Holden wanted to promote its road cars and did so via motorsport, namely with the 500-mile race at Mount Panorama now known as the Bathurst 1000.
“With my family, motorsport was very important,” said Phil, who raced twice in the Great Race with Peter.
“It sort of grew out of a group of people who actually defied what General Motors were doing.
“General Motors initially didn’t go motor racing at all worldwide. Holden, in a very backdoor manner, went motor racing.
“That spurred a lot of people not only to get involved in motor racing but they earned a living out of it.
“It was just a great time when some fantastic people around you are very clever and were so passionate about being successful, it was great.
“[Peter] was given the opportunity to build road cars involving Holden. That was actually organised by what they called the Holden dealer group.
“The Commodore had just been released in Australia and it was in a lot of way, a bit of a failure because they were working on the premise that it was going to be very high fuel prices and that sort of stuff. So they wanted to use a smaller car, which didn’t quite work out.
“At that stage, the dealer consortium got together and said, ‘We’ve got to be able to work out a way to sell these motor cars’ – and they decided that the only person who was capable of selling these cars, in his own way, was Peter Brock and do it via motorsport.
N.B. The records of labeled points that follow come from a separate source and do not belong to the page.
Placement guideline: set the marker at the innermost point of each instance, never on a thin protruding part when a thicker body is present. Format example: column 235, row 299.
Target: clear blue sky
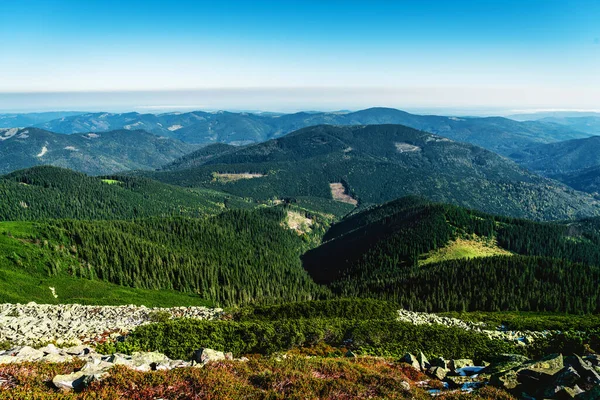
column 302, row 54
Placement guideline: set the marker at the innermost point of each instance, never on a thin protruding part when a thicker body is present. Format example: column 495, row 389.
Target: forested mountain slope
column 92, row 153
column 566, row 157
column 501, row 135
column 378, row 163
column 438, row 257
column 51, row 192
column 232, row 258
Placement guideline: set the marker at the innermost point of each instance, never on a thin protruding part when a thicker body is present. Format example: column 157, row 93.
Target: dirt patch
column 406, row 147
column 298, row 222
column 226, row 177
column 338, row 191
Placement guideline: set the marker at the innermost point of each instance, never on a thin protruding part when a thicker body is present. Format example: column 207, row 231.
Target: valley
column 455, row 267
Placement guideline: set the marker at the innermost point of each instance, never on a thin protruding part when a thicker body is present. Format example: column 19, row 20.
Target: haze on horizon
column 475, row 56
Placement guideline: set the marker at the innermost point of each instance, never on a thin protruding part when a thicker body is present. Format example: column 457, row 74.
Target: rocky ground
column 97, row 366
column 552, row 377
column 518, row 337
column 35, row 324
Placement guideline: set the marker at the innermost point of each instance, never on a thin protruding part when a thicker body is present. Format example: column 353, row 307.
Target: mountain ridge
column 377, row 163
column 498, row 134
column 93, row 153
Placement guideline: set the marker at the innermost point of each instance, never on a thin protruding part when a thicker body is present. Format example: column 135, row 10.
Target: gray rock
column 585, row 369
column 148, row 361
column 80, row 350
column 423, row 362
column 438, row 372
column 453, row 365
column 203, row 356
column 411, row 360
column 57, row 358
column 49, row 349
column 27, row 353
column 76, row 381
column 438, row 362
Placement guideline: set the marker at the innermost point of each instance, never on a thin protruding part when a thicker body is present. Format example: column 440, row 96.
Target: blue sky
column 285, row 55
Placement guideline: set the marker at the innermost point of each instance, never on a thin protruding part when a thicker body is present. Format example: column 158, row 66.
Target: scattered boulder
column 27, row 353
column 411, row 360
column 438, row 372
column 423, row 362
column 76, row 381
column 203, row 356
column 552, row 377
column 438, row 362
column 453, row 365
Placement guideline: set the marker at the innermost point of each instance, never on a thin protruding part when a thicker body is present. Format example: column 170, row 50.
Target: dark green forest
column 377, row 253
column 51, row 193
column 380, row 163
column 235, row 257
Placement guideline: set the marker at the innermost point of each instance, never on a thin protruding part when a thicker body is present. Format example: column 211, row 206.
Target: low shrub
column 355, row 309
column 179, row 338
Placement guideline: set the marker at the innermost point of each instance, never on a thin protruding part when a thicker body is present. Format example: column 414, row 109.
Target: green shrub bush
column 179, row 338
column 356, row 309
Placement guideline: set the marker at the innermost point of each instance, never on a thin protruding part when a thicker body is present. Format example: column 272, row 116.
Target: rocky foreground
column 35, row 324
column 97, row 366
column 552, row 377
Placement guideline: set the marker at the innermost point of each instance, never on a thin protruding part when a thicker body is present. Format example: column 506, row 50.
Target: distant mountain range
column 590, row 124
column 377, row 163
column 438, row 257
column 22, row 120
column 562, row 157
column 92, row 153
column 498, row 134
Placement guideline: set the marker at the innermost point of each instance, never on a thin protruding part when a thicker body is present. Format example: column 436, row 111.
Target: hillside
column 235, row 257
column 199, row 157
column 562, row 157
column 498, row 134
column 92, row 153
column 405, row 251
column 51, row 192
column 378, row 163
column 586, row 180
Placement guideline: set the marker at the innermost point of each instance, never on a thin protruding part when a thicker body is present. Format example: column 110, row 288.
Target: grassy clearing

“That then became HDT (Holden Dealer Team) special vehicles and what have you. I and John Harvey were fortunate enough to work for Peter in those days building those cars. It was just the greatest time of my life.”
Such was the secrecy of what Peter and his cohort were doing that the upper management at Holden knew little of what went on behind closed doors at the Holden Dealer Team.
“The head Holden design group, they had a separate little area, which was walled off, and that’s where they designed the original HDT Commodore because they weren’t supposed to be doing that,” he said.
“Little things like that, that went on where everyone was so keen to make this work. Every day, it was just like a day when you get there and everyone was trying to do a better job than what I did the day before, which I’m not kidding by saying that it’s just amazing place to be at.”
It wasn’t always sunshine and rainbows for Peter and Holden.
After splitting with the car company in the mid-1970s, Peter went solo and entered a car privately in the Bathurst 1000.
Despite any animosity within the Brock camp, Peter made sure there was to be little to no public bad-mouthing of the brand that had made him a household name.
A year after failing to finish the race with Holden’s support, privateer Peter won the 1975 Bathurst 1000 with Brian Sampson.
Eventually the iconic duo reunited, winning the 1978, 1979, 1980, 1982, 1983, 1984, and 1987 editions under the factory umbrella – earning him the ‘King of the Mountain’ nickname.
“Even when he had that big split with Holden, he would not let us say, or do anything, either verbally or in print or whatever, of trying to fight for Peter’s name as such,” said Phil.
“It surprised the hell out of me. I was really angry at a lot of things and I just had to hold my tongue.
“Peter said ‘we don’t do that, we don’t go there. We just get on with our day and just keep moving forward’.
“When they got back together again, that was part of the reason they got back together. Holden went through a bit of a management change, they were happy to get Peter back and Peter was happy to go back and what have you.
“And it was Brock and Holden again. It was great stuff.”
Even after Peter’s death in a tragic crash in 2006 while competing in Targa West, he and Holden have remained synonymous.
His legacy continues on with the Peter Brock Trophy, given to the winner of the Bathurst 1000 every year since 2006.
Earlier this year, Shane van Gisbergen and Garth Tander became the final pairing to win the Bathurst 1000 in a Holden.